Silvio Berlusconi, nel chiedere di spostare i suoi processi da Milano a Brescia, muove nei confronti dei giudici “un’accusa infamante, perché colpisce un presupposto o una precondizione irrinunciabili della professionalità e dell’onorabilità del giudice, quali il dovere di imparzialità e l’indipendenza di giudizio”. Lo mette nero su bianco la sesta sezione penale della Cassazione nello spiegare perché, lo scorso 6 maggio, ha bocciato la richiesta della difesa dell’ex premier di spostare i processi Ruby e Mediaset sui diritti tv da Milano a Brescia per legittimo sospetto. “L’eventuale probabilità di un turbamento della libertà valutativa e decisoria del giudice”, secondo gli alti magistrati,  è “fondata – come in tutti i casi descritti da Berlusconi – su mere illazioni o sulla generica adduzione, causalmente irrilevante, di timori o sospetti personali” dell’ex premier, “non espressi da fatti oggettivi e muniti di intrinseca capacità dimostrativa”. L’ordinanza è uscita peraltro nelle stesse ore in cui la Corte d’Appello di Milano ha reso noto le motivazioni della condanna a 4 anni nei confronti di Berlusconi per il processo Mediaset.
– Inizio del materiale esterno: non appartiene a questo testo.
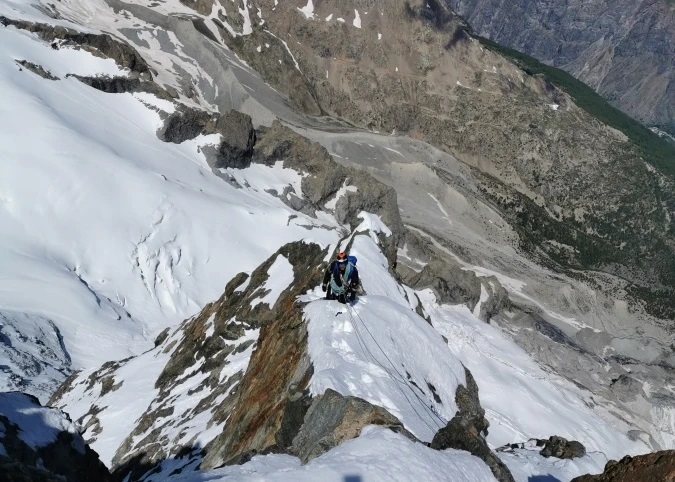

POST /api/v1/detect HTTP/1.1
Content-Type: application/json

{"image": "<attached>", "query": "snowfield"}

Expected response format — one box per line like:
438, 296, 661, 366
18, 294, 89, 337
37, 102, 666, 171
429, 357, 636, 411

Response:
0, 5, 337, 399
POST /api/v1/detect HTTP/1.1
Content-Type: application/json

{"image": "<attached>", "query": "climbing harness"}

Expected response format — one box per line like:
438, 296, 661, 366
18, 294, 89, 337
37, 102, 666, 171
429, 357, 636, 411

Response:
330, 262, 353, 296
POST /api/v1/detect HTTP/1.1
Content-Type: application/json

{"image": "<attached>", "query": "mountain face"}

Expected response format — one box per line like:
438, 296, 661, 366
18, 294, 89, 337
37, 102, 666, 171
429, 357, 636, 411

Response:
0, 0, 674, 480
215, 0, 675, 315
445, 0, 675, 134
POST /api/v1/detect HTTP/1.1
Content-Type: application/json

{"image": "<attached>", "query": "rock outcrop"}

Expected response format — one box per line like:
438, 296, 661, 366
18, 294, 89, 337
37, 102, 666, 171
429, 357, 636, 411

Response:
446, 0, 675, 133
290, 388, 415, 463
571, 450, 675, 482
431, 368, 515, 482
253, 121, 404, 261
0, 392, 111, 482
67, 74, 173, 99
159, 107, 257, 168
397, 230, 509, 322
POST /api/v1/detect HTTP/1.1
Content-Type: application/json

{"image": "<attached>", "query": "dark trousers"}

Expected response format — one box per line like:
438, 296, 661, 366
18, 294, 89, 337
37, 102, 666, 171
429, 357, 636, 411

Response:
326, 287, 355, 304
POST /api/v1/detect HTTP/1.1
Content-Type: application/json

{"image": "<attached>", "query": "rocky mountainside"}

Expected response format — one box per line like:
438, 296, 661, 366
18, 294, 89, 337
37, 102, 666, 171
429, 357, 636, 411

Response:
213, 0, 675, 317
0, 0, 673, 480
446, 0, 675, 134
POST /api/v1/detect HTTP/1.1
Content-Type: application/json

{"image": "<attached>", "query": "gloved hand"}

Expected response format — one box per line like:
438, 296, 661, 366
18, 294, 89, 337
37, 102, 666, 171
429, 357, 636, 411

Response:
321, 284, 327, 292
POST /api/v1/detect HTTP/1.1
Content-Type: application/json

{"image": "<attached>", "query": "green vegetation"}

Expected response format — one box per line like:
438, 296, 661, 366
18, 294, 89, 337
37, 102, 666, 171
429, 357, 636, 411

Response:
477, 36, 675, 178
477, 173, 675, 320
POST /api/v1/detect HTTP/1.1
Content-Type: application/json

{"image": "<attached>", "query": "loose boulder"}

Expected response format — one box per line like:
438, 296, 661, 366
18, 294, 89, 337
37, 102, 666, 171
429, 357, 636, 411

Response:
540, 435, 587, 459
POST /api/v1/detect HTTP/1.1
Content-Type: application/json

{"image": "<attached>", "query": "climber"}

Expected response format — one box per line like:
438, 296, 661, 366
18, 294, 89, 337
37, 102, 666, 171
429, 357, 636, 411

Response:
321, 251, 360, 304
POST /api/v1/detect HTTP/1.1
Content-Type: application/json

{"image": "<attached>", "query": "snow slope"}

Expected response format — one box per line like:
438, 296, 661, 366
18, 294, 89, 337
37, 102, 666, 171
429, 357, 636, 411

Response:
154, 427, 497, 482
0, 391, 82, 451
0, 4, 337, 399
304, 233, 466, 442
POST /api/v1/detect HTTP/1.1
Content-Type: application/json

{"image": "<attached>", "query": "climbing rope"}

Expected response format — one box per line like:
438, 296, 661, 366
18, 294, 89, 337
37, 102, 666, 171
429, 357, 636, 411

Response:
345, 301, 447, 434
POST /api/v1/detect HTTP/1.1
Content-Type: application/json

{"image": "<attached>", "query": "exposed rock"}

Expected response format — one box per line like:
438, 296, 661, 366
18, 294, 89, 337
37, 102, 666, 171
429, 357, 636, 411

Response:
252, 120, 404, 265
398, 230, 509, 321
454, 368, 489, 438
0, 392, 111, 482
158, 107, 256, 168
200, 241, 329, 468
431, 368, 515, 482
0, 16, 151, 78
290, 388, 416, 463
15, 59, 58, 80
157, 107, 212, 144
539, 435, 587, 459
571, 450, 675, 482
68, 74, 173, 100
209, 109, 256, 169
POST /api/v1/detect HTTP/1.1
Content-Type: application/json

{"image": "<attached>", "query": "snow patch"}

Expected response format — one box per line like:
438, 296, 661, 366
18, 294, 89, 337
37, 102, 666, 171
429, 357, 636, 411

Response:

In particolare l’ordinanza, rispondendo ai rilievi della difesa di Berlusconi su “contesti deliberatamente persecutori o complottistici dell’intera autorità giudiziaria milanese”, fa presente che si tratta di un “assunto che, per palese assenza di una pur parcellare e seria dimostrazione fattuale e logica, si traduce in una sommaria e ingiusta accusa” ancora “più grave – scrive la Suprema Corte – per il ruolo pubblico e politico ricoperto dal richiedente, mosso in sostanza a tutti i magistrati degli uffici giudicanti milanesi che per avventura e loro malgrado si siano occupati o si stiano occupando delle numerose vicende giudiziarie del senatore Berlusconi”. Quanto ai pm “fanno il loro ‘mestiere’ e certo non può addursi a motivo di temibili intenti persecutori che si adoperino con tenacia e determinazione anche polemica e decisa ma mai esorbitante dalla normale dialettica processuale”, mentre le componenti del tribunale civile di Milano che hanno deciso sull’assegno mensile di separazione in favore di Veronica Lario sono state “superficialmente dileggiate”.

La richiesta dei legali del Cavaliere di spostare i due processi più delicati nei confronti dell’ex presidente del Consiglio è “ispirata da strumentali esigenze latamente dilatorie” scrivono i giudici motivando la bocciatura delle richieste fatte da Berlusconi il 6 maggio. Nel dettaglio “i singoli casi ‘anomali’ illustrati nell’istanza di rimessione” precisa che “non può non anteporsi il generale rilievo del carente o modesto spessore persuasivo e della fragilità argomentativa dei sintomi di ‘legittimo sospetto’ o, più esattamente, dei meri sospetti di parzialità coltivati dal senatore Berlusconi, nella strutturale assenza delle necessarie specifiche e gravi cause ambientali ‘legittimanti’ l’insorgere di questi sospetti”. Ecco perché la Cassazione ritiene che non sia “incongrua la considerazione che l’istanza rimessoria, piuttosto che da reali e profonde ragioni di giustizia, sia stata ispirata da strumentali esigenze latamente dilatorie”.

Infine il capitolo “uveite“.  Non era “oggettivamente impeditiva della partecipazione al processo e non può valere a dar luogo al differimento dell’udienza” scrive la Cassazione. In particolare, piazza Cavour scrive che “non è dato comprendere quale vistosa anomalia o pervicace grave lesione dei diritti di difesa dell’imputato possano ravvisarsi nell’attività accertatrice del concreto impedimento a comparire dell’imputato svolta da un normale collegio giudicante”, dal momento che “il semplice volontario ricovero ospedaliero dell’imputato per una infermità segnalata in sé come non grave (congiuntivite, uveite) né oggettivamente impeditiva della partecipazione al processo, non può valere a dar luogo al differimento dell’udienza”.